Fantasia 2017 Review: JAPANESE GIRLS NEVER DIE Is A Triumph

Daigo Matsui tackles sexism in Japan through the story of one missing girl and a girl who is not missing but lost.

The original title for Daigo Matsui’s Japanese Girls Never Die, based on Mariko Yamauchi’s novel of the same name, is Haruko Azumi Is Missing. So I suppose it isn’t much of a spoiler to say that the protagonist of the film, 26-year-old Haruko Azumi (Yû Aoi), quite suddenly disappears in this colorful, timeline-jumping mystery. But Matsui’s approach goes far deeper than the central question of what happened to Haruko, instead offering a societal critique that also serves as a celebration of the bright, badass spirit of Japanese women.

Haruko is single and works a dead-end job with two male bosses who constantly critique her appearance, debate over the biological validity of her eggs and concern themselves with her ability to “win a husband.” They also make one million yen a month to her 130,000, despite the fact that they rely on Haruko to do all the work.

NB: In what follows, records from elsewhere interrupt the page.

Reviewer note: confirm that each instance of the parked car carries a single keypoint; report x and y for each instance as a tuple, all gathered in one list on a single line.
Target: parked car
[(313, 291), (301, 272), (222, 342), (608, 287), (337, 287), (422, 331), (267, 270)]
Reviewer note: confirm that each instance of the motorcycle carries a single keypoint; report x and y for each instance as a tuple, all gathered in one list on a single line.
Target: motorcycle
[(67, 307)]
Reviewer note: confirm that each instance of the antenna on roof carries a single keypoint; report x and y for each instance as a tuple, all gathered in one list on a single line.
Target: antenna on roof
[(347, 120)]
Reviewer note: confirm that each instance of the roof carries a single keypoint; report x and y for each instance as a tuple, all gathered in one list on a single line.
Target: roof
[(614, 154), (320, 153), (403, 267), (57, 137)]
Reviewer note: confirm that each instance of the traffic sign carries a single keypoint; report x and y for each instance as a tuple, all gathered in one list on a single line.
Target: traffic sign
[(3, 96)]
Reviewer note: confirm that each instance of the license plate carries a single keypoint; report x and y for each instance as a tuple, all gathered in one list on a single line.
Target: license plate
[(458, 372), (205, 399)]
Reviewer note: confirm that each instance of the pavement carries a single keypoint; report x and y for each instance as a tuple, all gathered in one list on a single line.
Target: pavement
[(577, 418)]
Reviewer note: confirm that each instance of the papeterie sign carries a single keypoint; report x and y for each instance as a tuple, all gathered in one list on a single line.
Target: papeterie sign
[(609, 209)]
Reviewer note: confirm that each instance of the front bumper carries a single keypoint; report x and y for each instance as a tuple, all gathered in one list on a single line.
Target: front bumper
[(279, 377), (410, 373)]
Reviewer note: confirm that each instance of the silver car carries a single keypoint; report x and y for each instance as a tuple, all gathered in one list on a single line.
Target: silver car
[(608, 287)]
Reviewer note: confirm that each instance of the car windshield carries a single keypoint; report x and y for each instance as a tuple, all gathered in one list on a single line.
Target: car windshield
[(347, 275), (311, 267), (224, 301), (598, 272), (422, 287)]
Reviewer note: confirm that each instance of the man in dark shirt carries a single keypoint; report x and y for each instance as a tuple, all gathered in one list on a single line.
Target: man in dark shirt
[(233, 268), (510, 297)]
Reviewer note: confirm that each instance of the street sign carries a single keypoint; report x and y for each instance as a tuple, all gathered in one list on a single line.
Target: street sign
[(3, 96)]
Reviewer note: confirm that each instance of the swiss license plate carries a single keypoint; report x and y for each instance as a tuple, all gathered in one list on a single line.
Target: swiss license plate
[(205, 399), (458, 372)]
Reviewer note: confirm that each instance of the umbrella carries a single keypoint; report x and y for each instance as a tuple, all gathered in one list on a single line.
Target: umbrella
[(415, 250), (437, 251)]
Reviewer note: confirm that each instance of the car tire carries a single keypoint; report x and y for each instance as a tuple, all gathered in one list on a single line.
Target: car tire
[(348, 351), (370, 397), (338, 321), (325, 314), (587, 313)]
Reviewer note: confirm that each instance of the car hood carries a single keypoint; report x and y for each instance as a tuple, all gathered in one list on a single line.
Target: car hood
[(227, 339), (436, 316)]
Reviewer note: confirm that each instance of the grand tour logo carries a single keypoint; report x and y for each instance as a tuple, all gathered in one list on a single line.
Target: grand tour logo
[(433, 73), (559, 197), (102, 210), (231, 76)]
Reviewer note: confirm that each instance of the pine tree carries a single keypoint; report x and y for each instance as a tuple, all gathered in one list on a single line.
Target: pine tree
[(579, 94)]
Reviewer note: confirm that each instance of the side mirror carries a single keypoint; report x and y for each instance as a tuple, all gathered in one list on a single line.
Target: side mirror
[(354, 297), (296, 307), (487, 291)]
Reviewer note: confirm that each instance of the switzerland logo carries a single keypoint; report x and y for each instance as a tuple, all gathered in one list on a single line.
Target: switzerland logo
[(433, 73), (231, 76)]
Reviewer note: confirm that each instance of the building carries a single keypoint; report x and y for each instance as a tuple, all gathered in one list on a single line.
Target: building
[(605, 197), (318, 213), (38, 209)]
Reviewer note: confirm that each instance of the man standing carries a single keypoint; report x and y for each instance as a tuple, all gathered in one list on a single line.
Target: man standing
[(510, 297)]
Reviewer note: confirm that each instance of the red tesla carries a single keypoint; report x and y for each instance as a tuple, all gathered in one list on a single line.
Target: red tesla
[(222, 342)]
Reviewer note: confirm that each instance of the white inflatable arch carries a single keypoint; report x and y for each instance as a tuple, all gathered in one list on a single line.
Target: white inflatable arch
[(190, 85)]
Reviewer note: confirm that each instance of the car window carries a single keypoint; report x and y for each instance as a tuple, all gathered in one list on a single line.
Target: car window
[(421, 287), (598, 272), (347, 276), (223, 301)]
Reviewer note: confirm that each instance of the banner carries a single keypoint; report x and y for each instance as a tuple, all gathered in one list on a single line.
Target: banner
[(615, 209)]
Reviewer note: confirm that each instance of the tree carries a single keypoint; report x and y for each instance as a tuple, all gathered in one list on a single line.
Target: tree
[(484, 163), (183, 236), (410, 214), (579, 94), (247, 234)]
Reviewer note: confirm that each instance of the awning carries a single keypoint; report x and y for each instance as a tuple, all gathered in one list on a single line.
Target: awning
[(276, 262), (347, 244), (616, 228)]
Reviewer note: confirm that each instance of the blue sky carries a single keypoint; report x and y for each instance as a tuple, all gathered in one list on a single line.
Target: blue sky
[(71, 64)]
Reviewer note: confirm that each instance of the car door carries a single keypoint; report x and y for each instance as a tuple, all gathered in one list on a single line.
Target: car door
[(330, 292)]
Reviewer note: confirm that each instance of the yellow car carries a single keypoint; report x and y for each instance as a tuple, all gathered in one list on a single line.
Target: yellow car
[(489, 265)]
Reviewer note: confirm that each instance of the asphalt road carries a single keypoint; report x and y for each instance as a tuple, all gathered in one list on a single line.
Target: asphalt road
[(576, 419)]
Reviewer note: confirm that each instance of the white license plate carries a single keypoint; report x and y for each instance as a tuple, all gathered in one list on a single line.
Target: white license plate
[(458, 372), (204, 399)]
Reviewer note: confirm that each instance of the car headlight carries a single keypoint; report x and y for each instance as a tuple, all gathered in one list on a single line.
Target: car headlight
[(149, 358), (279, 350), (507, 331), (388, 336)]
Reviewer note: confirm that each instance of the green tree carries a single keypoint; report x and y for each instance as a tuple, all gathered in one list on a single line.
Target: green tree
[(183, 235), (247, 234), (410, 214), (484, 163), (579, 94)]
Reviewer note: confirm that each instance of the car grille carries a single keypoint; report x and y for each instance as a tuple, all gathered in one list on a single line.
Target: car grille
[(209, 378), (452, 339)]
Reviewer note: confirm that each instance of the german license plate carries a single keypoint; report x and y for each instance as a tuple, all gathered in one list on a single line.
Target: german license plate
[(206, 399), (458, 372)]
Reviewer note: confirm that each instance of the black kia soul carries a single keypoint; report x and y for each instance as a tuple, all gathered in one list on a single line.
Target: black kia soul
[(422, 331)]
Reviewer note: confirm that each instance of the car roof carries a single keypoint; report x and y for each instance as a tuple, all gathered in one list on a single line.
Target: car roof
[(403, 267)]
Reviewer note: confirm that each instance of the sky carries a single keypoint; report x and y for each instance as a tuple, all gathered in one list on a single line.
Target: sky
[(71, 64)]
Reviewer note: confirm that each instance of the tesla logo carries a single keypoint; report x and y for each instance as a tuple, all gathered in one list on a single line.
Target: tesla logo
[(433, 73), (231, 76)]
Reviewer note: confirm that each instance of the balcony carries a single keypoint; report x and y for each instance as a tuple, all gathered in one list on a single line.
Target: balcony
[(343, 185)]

She lives at home with her parents and grandmother in an unhappy domicile where nothing ever changes – until she runs into her neighbor and childhood friend Soga (Huey Ishizaki). He’s a weirdo, but he pays the smallest amount of attention to Haruko and remembers the name of her beloved cat, and in the midst of such stultifying tedium, their small romantic encounters mean something to Haruko.

We also meet Aina (Mitsuki Takahata), a nail artist who fashions herself into being everything she thinks Japanese men want out of women: adorable, giggly, girlish, very flattering and willing to jump into bed. We’re at some point in the future now, as Aina joins graffiti artists Manabu (Shôno Hayama) and Yukio (Taiga) in tagging Haruko’s missing posters all over the city. In the months since her disappearance, Haruko has become a symbol of power and freedom. Meanwhile, Aina is as trapped as Haruko ever was.

Over and over, we see instances of sexism darkening Haruko and Aina’s lives: income disparity, slut shaming, utter disregard for their potential. But at the same time, we hear stories of a “girls gang” terrorizing the streets, a group of brightly-dressed high school girls who beat up grown men in dark alleys in thrilling and beautifully lit fight sequences. When Haruko sees the girls gang in action, she looks frightened, until the ringleader tells her, “You’re safe. We don’t do girls. We only get revenge on guys.”

Japanese Girls Never Die is gorgeous and thoughtful, at first impressionistic in its series of vignettes until the pieces join together to form a very compelling whole. Aoi and Takahata are so engaging in their twin roles of two very different girls who are disrespected in equal ways by the men who surround them. It’s poppy and pretty and wildly colored, but like Aina, there’s something much deeper beneath its spray-painted surface.